BMW’s M5 gets styling and tech updates; Singapore to get uprated M5 Competition version in Q1 2021
BMW has given its M5 high-performance sedan a mid-life update, which features revised styling, upgraded tech and minor chassis improvements.
The updated M5 will go on sale across Europe in Q3 2020, and Singapore will receive the car in Q1 2021. BMW Asia has also confirmed that the more powerful M5 Competition variant will be the sole version to be sold here, with prices set to remain similar to the current model.
The styling changes on the M5 reflect that of the revised 5 Series that was announced back in May, which means it receives the wider double kidney grille, finished in black, as well as the L-shaped lighting signatures in the LED headlights.
The M5 also gets BMW’s Dynamic Laser Beam Matrix lighting system as standard, which offers ultra long-range and extra bright illumination on high beams.
Other changes include a slightly redesigned front bumper and air intakes, new 3D LED taillights, as well as black trimmings on the wing mirrors, rear spoiler, tailpipes and rear apron. There are also five new body colours and a new 20-inch wheel design to choose from.
Likewise, the interior updates mimic the facelifted 5 Series, with the new 12.3-inch infotainment screen now taking pride of place on the dashboard. The system also now runs on BMW’s OS 7 system, and there are two new buttons on the centre console, a feature borrowed from the BMW M8.
The two buttons are M Mode, which lets the driver select the desired driving mode between Road and Sport, and the Setup button, which goes into the menu to configure individual settings like the powertrain and chassis.
The M5 Competition also gets an additional Track driving mode, which disables all the driving safety systems with the exception of the collision warning and evasion assistant crash avoidance system.
BMW emphasises that Track mode should be used exclusively on race tracks only. To speak of race track, we tested the current 625hp M5 Competition on Ascari Circuit and found it more powerful than any sane driver could need.
Chassis enhancements are limited to new shock absorbers taken from the M8 Gran Coupe, and is said to improve overall ride comfort by reducing body movements over rough surfaces and road bumps.
Otherwise, the M5’s performance remains unchanged, with the M5’s 4.4-litre twin-turbocharged V8 producing 600hp and 750Nm of torque, resulting in a 0-100km/h sprint time of 3.4 seconds.
The M5 Competition that’s headed for Singapore gets a power bump to 625hp, and its 0-100km/h time drops by 0.1 seconds to 3.3 seconds. There is also an optional M Driver’s Package for the Competition model, which removes the electronic speed limiter, for a top speed of 305km/h.

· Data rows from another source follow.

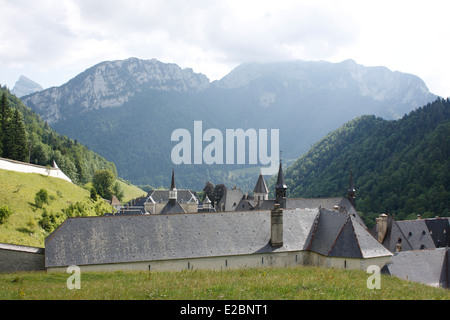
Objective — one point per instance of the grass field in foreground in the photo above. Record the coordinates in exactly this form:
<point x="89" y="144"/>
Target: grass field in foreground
<point x="301" y="282"/>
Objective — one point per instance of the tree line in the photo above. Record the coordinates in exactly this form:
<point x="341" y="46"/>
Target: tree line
<point x="25" y="137"/>
<point x="13" y="135"/>
<point x="401" y="167"/>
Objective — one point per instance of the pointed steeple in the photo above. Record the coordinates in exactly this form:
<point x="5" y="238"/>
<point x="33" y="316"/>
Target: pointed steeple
<point x="172" y="186"/>
<point x="351" y="192"/>
<point x="280" y="189"/>
<point x="173" y="189"/>
<point x="280" y="179"/>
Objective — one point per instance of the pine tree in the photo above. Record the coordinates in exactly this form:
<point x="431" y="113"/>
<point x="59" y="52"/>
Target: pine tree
<point x="18" y="140"/>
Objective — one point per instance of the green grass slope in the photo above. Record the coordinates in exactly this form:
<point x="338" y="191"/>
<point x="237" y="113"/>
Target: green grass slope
<point x="18" y="192"/>
<point x="293" y="283"/>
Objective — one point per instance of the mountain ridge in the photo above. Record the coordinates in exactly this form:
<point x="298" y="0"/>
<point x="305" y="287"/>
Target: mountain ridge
<point x="122" y="104"/>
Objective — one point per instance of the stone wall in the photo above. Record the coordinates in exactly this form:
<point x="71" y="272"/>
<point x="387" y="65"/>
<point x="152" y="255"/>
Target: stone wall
<point x="12" y="165"/>
<point x="21" y="258"/>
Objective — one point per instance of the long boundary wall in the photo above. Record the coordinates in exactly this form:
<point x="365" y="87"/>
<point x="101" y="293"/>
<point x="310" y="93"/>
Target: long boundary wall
<point x="15" y="258"/>
<point x="18" y="166"/>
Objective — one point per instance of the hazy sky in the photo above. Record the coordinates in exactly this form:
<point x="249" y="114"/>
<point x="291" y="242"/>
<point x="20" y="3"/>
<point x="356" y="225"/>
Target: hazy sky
<point x="52" y="41"/>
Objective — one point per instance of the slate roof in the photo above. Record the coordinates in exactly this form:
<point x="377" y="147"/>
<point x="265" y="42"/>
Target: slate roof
<point x="417" y="234"/>
<point x="440" y="231"/>
<point x="182" y="196"/>
<point x="172" y="207"/>
<point x="426" y="266"/>
<point x="230" y="200"/>
<point x="342" y="204"/>
<point x="337" y="234"/>
<point x="394" y="236"/>
<point x="118" y="239"/>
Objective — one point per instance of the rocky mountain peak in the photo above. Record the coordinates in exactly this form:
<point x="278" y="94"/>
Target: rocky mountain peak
<point x="111" y="84"/>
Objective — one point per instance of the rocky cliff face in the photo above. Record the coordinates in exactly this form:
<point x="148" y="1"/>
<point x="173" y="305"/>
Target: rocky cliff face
<point x="403" y="91"/>
<point x="127" y="101"/>
<point x="25" y="86"/>
<point x="111" y="84"/>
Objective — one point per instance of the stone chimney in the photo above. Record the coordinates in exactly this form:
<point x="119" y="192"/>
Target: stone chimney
<point x="276" y="226"/>
<point x="382" y="227"/>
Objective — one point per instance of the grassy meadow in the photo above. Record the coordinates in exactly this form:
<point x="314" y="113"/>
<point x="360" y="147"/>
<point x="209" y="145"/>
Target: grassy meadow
<point x="290" y="283"/>
<point x="18" y="192"/>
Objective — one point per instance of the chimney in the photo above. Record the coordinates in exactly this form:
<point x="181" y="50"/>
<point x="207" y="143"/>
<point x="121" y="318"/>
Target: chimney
<point x="382" y="227"/>
<point x="276" y="226"/>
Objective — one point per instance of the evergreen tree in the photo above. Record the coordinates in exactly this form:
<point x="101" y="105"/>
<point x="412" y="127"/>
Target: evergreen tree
<point x="18" y="142"/>
<point x="5" y="115"/>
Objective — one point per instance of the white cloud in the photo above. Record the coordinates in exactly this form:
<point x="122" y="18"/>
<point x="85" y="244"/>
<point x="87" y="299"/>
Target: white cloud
<point x="52" y="41"/>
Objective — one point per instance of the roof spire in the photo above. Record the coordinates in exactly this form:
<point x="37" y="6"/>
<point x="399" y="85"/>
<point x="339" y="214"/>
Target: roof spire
<point x="351" y="192"/>
<point x="280" y="179"/>
<point x="172" y="186"/>
<point x="280" y="188"/>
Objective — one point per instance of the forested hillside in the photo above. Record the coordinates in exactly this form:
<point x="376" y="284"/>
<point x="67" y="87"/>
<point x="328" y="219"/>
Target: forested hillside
<point x="399" y="167"/>
<point x="26" y="137"/>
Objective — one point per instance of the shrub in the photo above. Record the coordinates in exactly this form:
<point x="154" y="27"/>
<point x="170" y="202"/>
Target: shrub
<point x="41" y="198"/>
<point x="5" y="212"/>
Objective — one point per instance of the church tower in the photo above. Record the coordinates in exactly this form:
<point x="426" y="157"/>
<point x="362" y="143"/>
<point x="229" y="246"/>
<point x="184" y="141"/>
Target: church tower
<point x="351" y="192"/>
<point x="261" y="192"/>
<point x="173" y="189"/>
<point x="280" y="189"/>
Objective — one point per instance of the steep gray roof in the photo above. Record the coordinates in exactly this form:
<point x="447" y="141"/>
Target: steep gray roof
<point x="338" y="234"/>
<point x="163" y="196"/>
<point x="230" y="199"/>
<point x="172" y="207"/>
<point x="115" y="239"/>
<point x="426" y="266"/>
<point x="417" y="234"/>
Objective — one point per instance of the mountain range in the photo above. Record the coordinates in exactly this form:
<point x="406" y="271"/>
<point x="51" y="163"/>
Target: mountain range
<point x="401" y="167"/>
<point x="25" y="86"/>
<point x="126" y="110"/>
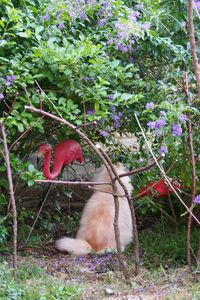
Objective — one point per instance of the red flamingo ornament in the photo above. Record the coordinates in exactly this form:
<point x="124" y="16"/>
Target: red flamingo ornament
<point x="160" y="187"/>
<point x="65" y="153"/>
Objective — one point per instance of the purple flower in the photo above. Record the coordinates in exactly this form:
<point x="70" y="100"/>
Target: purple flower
<point x="183" y="118"/>
<point x="106" y="4"/>
<point x="91" y="111"/>
<point x="117" y="117"/>
<point x="46" y="17"/>
<point x="159" y="133"/>
<point x="151" y="125"/>
<point x="136" y="14"/>
<point x="197" y="199"/>
<point x="150" y="105"/>
<point x="117" y="123"/>
<point x="197" y="2"/>
<point x="10" y="79"/>
<point x="163" y="150"/>
<point x="160" y="123"/>
<point x="139" y="6"/>
<point x="87" y="78"/>
<point x="82" y="15"/>
<point x="110" y="41"/>
<point x="183" y="24"/>
<point x="163" y="113"/>
<point x="104" y="133"/>
<point x="146" y="26"/>
<point x="122" y="48"/>
<point x="177" y="129"/>
<point x="113" y="108"/>
<point x="101" y="22"/>
<point x="61" y="26"/>
<point x="111" y="97"/>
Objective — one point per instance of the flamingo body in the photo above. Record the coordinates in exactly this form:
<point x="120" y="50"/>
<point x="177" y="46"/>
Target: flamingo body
<point x="65" y="153"/>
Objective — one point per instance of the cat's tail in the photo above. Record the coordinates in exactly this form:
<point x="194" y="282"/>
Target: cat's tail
<point x="73" y="246"/>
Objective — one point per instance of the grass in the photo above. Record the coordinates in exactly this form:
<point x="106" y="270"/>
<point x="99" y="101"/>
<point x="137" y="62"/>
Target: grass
<point x="33" y="282"/>
<point x="166" y="247"/>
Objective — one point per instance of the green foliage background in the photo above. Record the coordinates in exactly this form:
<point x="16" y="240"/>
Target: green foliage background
<point x="66" y="60"/>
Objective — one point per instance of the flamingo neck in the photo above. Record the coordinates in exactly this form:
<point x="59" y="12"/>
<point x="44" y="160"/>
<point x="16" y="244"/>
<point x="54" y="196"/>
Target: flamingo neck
<point x="47" y="172"/>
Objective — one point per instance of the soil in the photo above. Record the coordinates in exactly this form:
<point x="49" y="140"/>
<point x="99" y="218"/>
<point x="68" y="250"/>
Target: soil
<point x="99" y="277"/>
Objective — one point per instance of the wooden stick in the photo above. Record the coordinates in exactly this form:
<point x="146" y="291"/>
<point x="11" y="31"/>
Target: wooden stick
<point x="105" y="162"/>
<point x="12" y="197"/>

Other Competition specific highlights include lowered suspension (by 7mm over the standard car), and a choice of high-gloss red or black for the M brake callipers, alongside the existing blue.
The M5’s only real competitor in this segment is the Mercedes-AMG E 63 S, which itself is due for an update next year as well. Audi doesn’t have a high performance large executive sedan equivalent, with its closest offerings being the RS 6 Avant estate and RS 7 Sportback, both of which will arrive in Singapore at the end of 2020.